Monday 28th March 2022. Approx. 7.25pm

Changes noted: Not as twisted as last time I visited. I presume the hosts had untwisted it several times so that upon my arrival it was again hanging straight. There were continuing signs of wear and tear especially around the fraying edges. Loose threads are wrapped around branches around the panel, the twig at the bottom remains wrapped in white yarn as does a similar cross of two tangled twigs at the side. Pear blossom is blooming behind the panel and the hedge itself is growing so as to push the panel forwards.

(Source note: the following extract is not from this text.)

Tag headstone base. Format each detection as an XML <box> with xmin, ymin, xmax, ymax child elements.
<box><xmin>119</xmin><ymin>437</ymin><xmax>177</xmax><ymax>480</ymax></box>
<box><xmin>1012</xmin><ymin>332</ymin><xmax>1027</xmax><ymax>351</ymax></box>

Monday 25th April 2022. Approx. 7.00pm

Changes noted: The most obvious change was the evening light on the beautiful Cherry Blossom Tree in the host’s garden. The verdant greenery of the hedge and the surrounding panel was a contrast to the bare winter branches, now fully covered, seen on my last visit.

The purple flower of the Annual Honesty is growing to the right of the panel and there are still hints of Winter Jasmine that I thought had finished on my last visit. The ivy is bursting forth all over but particularly in places now stopping the panel from hanging straight down. While I was photographing the wind blew lightly but enough to catch the panel on some foliage at the left-hand side where it caught and changed the form of the panel yet again. I decided to leave it. Few visible changes to the actual panel are noticeable.

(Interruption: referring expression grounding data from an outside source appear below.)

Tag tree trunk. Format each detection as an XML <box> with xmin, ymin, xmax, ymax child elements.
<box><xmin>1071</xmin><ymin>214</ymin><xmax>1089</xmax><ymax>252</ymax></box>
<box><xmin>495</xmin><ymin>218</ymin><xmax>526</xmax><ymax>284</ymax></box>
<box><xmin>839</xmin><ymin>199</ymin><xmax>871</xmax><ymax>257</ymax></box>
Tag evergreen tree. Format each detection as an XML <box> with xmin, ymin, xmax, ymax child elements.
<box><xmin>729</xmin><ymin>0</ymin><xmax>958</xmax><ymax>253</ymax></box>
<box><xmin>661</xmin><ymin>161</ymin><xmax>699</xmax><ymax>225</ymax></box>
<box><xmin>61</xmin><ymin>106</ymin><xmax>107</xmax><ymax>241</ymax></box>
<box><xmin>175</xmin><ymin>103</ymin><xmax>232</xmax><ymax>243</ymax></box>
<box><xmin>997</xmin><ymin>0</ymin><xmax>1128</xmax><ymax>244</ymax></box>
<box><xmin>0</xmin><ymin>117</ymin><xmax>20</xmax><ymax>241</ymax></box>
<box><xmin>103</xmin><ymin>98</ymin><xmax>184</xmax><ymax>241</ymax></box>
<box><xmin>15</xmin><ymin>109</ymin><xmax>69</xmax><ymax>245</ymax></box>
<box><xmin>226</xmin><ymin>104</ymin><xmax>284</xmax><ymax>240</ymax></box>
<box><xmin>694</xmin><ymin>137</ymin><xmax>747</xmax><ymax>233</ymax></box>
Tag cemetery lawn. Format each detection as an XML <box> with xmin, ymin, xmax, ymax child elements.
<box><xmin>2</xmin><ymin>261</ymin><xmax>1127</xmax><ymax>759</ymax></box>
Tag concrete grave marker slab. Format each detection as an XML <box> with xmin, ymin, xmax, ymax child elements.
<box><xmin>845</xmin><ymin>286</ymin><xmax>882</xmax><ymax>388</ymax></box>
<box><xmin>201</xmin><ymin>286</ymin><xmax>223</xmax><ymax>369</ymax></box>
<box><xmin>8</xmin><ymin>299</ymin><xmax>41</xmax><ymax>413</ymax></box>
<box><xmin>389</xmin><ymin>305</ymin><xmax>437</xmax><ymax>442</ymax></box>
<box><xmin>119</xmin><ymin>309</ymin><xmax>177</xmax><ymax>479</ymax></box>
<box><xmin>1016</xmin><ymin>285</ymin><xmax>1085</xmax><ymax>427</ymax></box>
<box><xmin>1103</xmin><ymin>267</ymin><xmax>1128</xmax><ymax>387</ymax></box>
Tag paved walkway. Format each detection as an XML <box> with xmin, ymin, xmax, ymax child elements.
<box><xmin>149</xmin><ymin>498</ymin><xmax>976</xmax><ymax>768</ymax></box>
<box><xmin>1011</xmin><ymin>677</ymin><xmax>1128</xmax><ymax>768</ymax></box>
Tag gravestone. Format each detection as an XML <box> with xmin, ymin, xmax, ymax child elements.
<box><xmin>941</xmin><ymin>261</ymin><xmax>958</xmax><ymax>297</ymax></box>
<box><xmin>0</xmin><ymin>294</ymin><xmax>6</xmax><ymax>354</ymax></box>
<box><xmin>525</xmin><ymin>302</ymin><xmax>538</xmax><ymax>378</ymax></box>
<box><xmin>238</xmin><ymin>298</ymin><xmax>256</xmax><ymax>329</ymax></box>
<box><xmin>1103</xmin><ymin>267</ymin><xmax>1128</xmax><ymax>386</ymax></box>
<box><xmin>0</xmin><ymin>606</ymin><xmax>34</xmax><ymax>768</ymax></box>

Monday 16th May 2022. Approx. 8.20pm

Changes noted: The visit was on a very rainy evening, the panel was very wet and twisted with clear tooth-like frayed edges. I noticed a spider crawling up the fabric as I unfolded it, also a falling leaf had stuck to the wet cloth, this, I expect will fall off as the panel dries out. The photos show, in certain places, the panel is quite dirty although overall it is staying remarkable white. The final image shows the beautiful white blossom of the Mexican Orange.

Monday 23rd May 2022. Approx. 8.30pm

Changes noted: Changes noted: The fraying threads on the panel were once again caught on the foliage behind causing it to hang in rather an odd shape. On the right-hand side this was merely to the greenery behind, but on the left-hand it was to the stem of a beautiful, yellow rose completely hidden by the panel. A new small black mark – a dot – had appeared at the centre of the panel and small bits of twig, some old, some new, hung from various threads at different parts of the panel. Honesty was in bloom to the right of the panel; it’s purple flowers can be seen in the second image below. The hosts needed to trim the hedge and this was possibly my last chance to visit before the Solas Festival exhibition and therefore I made the decision to not just untangle it but take it away.